TASHKENT, Uzbekistan, August 13. As part of its broader economic transformation, Uzbekistan is steadily advancing reforms in its banking sector aimed at strengthening financial supervision, enhancing institutional independence, and aligning with international best practices, Trend reports, citing the latest IMF report.
Since the adoption of the revised Central Bank Law in 2019, the Central Bank of Uzbekistan (CBU) has gained greater autonomy, with a clear mandate to maintain price stability and ensure the safety and soundness of the banking system. This legislative change marked the beginning of a gradual but resolute effort to modernize the country’s financial regulatory framework.
The Government’s Banking Sector Reform Strategy, launched in 2020, laid the groundwork for privatizing state-owned commercial banks and introduced a competitive operational model. Building on this progress, the CBU adopted its Guidelines on Risk-Based Supervision (GRBS) in December 2023 — a major milestone signaling a shift from compliance-driven oversight to a forward-looking, risk-sensitive supervisory approach.
The new supervisory methodology was piloted on four banks in 2023, expanded to 14 banks in 2024, and is expected to cover all 36 banks operating in Uzbekistan by 2025. However, this transition remains complex and resource-intensive. Supervisory staff are still developing expertise with the new approach, and achieving consistency in evaluations across teams continues to be a challenge.
At the legislative level, several significant reforms are currently under parliamentary consideration. These include the creation of a Financial Stability Board, with the CBU designated as the Resolution Authority, and reforms to the deposit insurance system. Notably, deposit protection would be extended to legal entities with coverage capped at 200 million soums ($18500), and compensation timelines would be shortened to seven days, critical steps toward boosting public confidence and enhancing the sector’s resilience.
Nevertheless, challenges remain. While the CBU’s independence is guaranteed by law, its autonomy is partially constrained by other regulatory mechanisms. For instance, the Law on Normative Legal Acts requires the CBU to obtain approvals from the Chamber of Commerce and Industry and the Ministry of Justice before issuing new regulations — a process that can hinder timely responses to emerging risks. Additionally, the Chamber’s representation of private sector interests may present potential conflicts in the regulatory process.
Further strengthening of the supervisory framework is necessary.
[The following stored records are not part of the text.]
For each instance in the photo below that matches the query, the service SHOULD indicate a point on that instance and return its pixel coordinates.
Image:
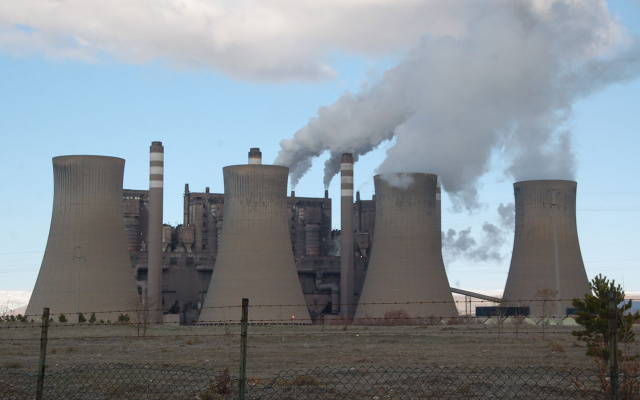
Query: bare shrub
(298, 380)
(556, 346)
(457, 321)
(221, 384)
(391, 318)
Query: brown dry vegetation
(275, 348)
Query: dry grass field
(275, 348)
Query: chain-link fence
(162, 381)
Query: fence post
(43, 352)
(243, 348)
(613, 345)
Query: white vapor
(504, 84)
(266, 40)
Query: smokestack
(406, 264)
(156, 183)
(347, 299)
(255, 259)
(255, 156)
(86, 266)
(546, 265)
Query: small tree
(545, 295)
(123, 319)
(593, 315)
(143, 311)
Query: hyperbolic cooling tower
(86, 266)
(546, 264)
(255, 259)
(406, 263)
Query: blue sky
(113, 86)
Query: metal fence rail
(163, 381)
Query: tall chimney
(255, 259)
(547, 270)
(406, 270)
(347, 299)
(86, 266)
(156, 183)
(255, 156)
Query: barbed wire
(454, 302)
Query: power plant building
(255, 259)
(86, 266)
(547, 270)
(279, 250)
(406, 277)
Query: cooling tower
(546, 264)
(255, 259)
(156, 191)
(406, 263)
(347, 300)
(86, 266)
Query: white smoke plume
(460, 244)
(502, 86)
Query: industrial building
(86, 267)
(546, 270)
(406, 277)
(199, 270)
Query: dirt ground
(275, 348)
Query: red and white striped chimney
(347, 307)
(156, 183)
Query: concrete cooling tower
(546, 264)
(255, 259)
(406, 263)
(86, 266)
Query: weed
(114, 391)
(13, 364)
(556, 346)
(221, 384)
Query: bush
(123, 319)
(593, 315)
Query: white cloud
(10, 300)
(259, 40)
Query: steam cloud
(457, 244)
(504, 86)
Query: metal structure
(255, 259)
(347, 299)
(547, 270)
(86, 266)
(156, 191)
(406, 270)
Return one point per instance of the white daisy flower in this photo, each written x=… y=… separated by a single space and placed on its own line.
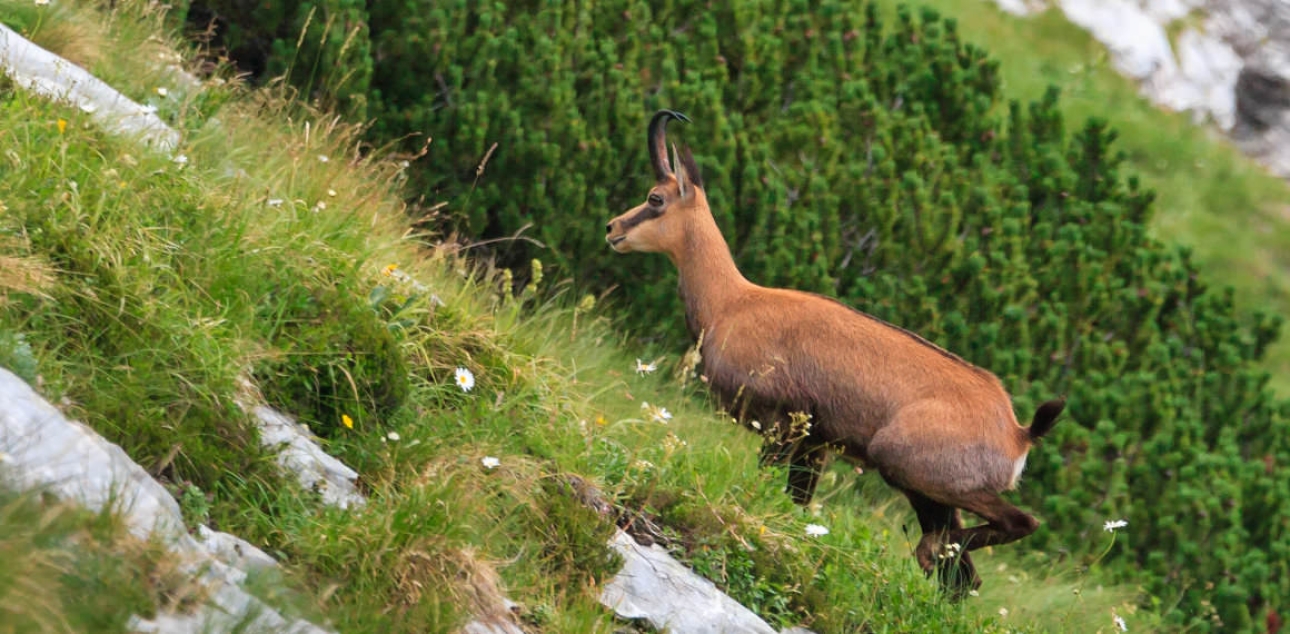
x=465 y=378
x=815 y=531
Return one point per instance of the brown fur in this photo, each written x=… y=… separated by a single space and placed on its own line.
x=933 y=425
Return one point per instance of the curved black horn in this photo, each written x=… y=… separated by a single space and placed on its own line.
x=658 y=143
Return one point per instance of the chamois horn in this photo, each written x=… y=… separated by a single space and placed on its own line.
x=658 y=143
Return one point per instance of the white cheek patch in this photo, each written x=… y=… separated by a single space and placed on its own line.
x=1017 y=469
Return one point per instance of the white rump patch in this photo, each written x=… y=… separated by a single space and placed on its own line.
x=1017 y=470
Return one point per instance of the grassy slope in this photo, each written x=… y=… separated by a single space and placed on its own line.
x=1210 y=196
x=146 y=300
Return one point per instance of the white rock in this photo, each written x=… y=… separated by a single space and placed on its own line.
x=1138 y=44
x=234 y=550
x=44 y=449
x=1199 y=74
x=654 y=586
x=312 y=466
x=52 y=76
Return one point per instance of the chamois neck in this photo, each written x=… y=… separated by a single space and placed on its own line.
x=710 y=278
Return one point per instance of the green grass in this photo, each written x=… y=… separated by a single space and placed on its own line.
x=1228 y=209
x=67 y=570
x=150 y=289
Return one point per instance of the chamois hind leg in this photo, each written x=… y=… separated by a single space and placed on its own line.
x=953 y=567
x=1004 y=522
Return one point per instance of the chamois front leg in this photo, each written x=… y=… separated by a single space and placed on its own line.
x=805 y=466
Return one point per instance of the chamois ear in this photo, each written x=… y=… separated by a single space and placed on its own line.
x=680 y=172
x=693 y=178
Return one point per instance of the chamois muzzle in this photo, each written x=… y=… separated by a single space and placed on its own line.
x=658 y=143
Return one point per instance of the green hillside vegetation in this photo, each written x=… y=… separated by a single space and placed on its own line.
x=1224 y=207
x=875 y=155
x=138 y=291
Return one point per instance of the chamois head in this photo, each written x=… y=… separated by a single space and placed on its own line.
x=661 y=222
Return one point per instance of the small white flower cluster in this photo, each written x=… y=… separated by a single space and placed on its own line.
x=394 y=271
x=465 y=378
x=671 y=442
x=657 y=413
x=950 y=552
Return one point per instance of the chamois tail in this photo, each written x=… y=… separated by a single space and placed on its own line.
x=1045 y=417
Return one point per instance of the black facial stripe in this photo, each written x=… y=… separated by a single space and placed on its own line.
x=641 y=216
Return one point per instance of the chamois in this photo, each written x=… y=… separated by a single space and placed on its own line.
x=934 y=426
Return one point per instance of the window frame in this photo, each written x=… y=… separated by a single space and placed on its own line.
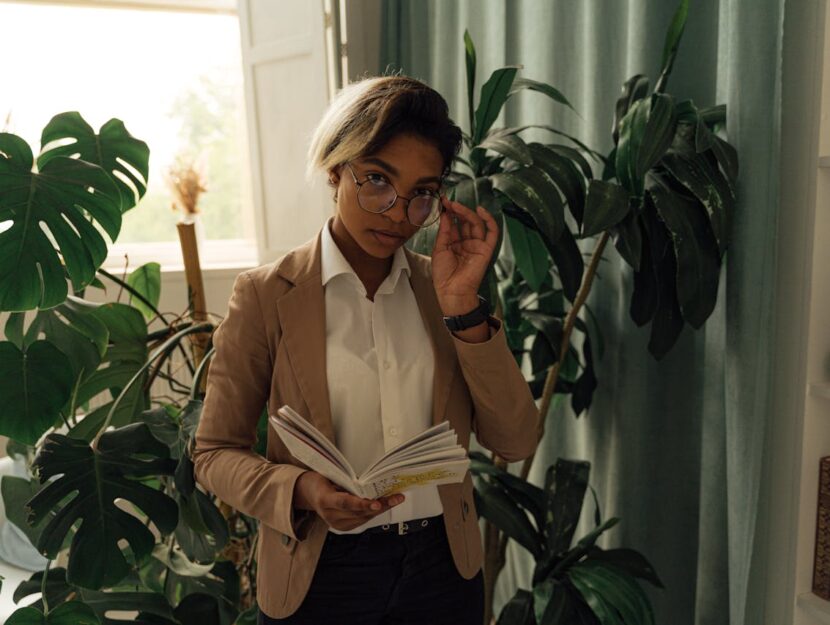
x=217 y=254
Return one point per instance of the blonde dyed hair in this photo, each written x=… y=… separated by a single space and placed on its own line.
x=366 y=114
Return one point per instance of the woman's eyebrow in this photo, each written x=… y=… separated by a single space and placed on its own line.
x=392 y=170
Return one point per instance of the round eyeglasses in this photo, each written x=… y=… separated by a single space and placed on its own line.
x=377 y=195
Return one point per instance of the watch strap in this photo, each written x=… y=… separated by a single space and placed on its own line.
x=471 y=319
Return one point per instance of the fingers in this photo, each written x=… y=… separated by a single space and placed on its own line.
x=492 y=227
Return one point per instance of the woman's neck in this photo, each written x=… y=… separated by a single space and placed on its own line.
x=371 y=270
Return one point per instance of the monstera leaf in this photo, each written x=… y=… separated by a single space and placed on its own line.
x=94 y=479
x=153 y=607
x=64 y=197
x=34 y=384
x=125 y=356
x=80 y=188
x=114 y=149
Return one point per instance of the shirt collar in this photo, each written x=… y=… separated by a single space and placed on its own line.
x=333 y=263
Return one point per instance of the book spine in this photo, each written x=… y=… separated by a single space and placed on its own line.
x=821 y=563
Climate-related risks and operational resilience have yet to be fully incorporated into supervisory assessments. Consolidated supervision — essential for overseeing banking groups and affiliates- has not yet been implemented. Off-site supervision, particularly in corporate governance, remains underdeveloped, and supervisory reporting standards are not fully aligned with international accounting norms.
Although Uzbekistan has officially committed to transitioning to the Basel III framework, this process is not complete. Capital definitions and risk-weighting methodologies still diverge from Basel standards, and key capital instruments such as subordinated debt may not meet loss-absorption criteria. The identification of seven domestic systemically important banks (D-SIBs) represents progress, but additional capital buffers and resolvability assessments have yet to be introduced.
Simultaneously, the CBU is working to enhance risk management practices across the banking sector. New regulatory amendments, effective April 2025, will expand the definition of market risks, elevate interest rate risk in the banking book as a standalone category, and introduce more rigorous risk appetite frameworks. However, implementation is still in its early stages.
Operational continuity oversight is another area needing improvement. The CBU has yet to assess banks’ capacity to maintain critical operations during disruptions, and there are no formal regulations addressing outsourcing or third-party risks, important gaps given the growing digitalization and interconnectedness of the financial system.
To address these structural weaknesses, a new draft law on the resolution and liquidation of banks is under preparation. It aims to define clear crisis management protocols and institutionalize the CBU’s role in managing systemic risks. This law is expected to provide a solid legal foundation for recovery planning, particularly for systemically important institutions.
Overall, Uzbekistan’s banking reforms are moving in the right direction, but further legal, regulatory, and institutional enhancements are essential. Strengthening supervisory independence, fully implementing risk-based frameworks, and aligning with global standards will be vital to building a stable, resilient, and market-oriented financial system that supports sustainable economic growth.